Euro Zone Retail Sales Slump, Deflation Worries Arise with Lack of Demand

by on February 5, 2014 10:42 am BST

The holiday shopping season for the euro zone was discouraging as retail sales slump more than analysts forecasted. Retail sales fell 1.6 percent in the euro-bloc, while analysts were expecting a decline of .7 percent. November’s retail sales were revised downward from 1.4 percent to .9 percent, according to data from Eurostat.

Regardless of positive signs in many euro zone countries, consumers are still hurt by high, double-digit unemployment. Less descretionary income means less demand for non-essentials. Deflation is also becoming a materializing risk as inflation remains under one percent, .7 percent in January.

As consumers refrain from spending where it is not needed, businesses are having to repeatedly discount merchandise in order to attract demand. Unfortunately, the price discounting could exacerbate potential deflation.
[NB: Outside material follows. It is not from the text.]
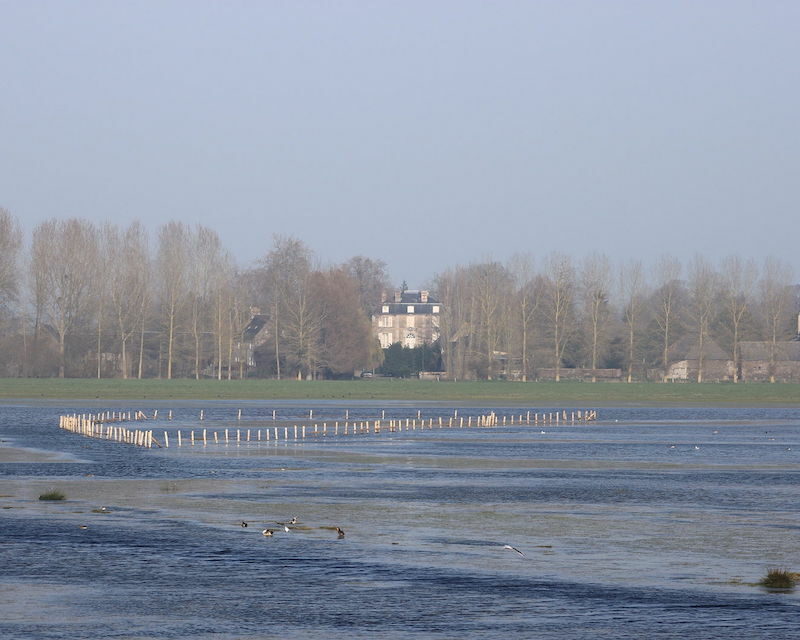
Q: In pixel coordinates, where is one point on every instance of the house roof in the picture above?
(409, 297)
(396, 308)
(785, 351)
On Thursday, the European Central Bank (ECB) will have their benchmark rate decision, which is expected to remain at the historical low of .25 percent.

JP Morgan’s Greg Fuzesi said “some expect a move on rates, some expect a move on liquidity and some expect no move at all, including us.” The ECB could follow in the Federal Reserve’s zero-interest rate policy, ZERP, but it is unlikely that the central bank will do anything aggressive to help mend the ailing economy.

The EURUSD is down modestly, currently trading at 1.3503.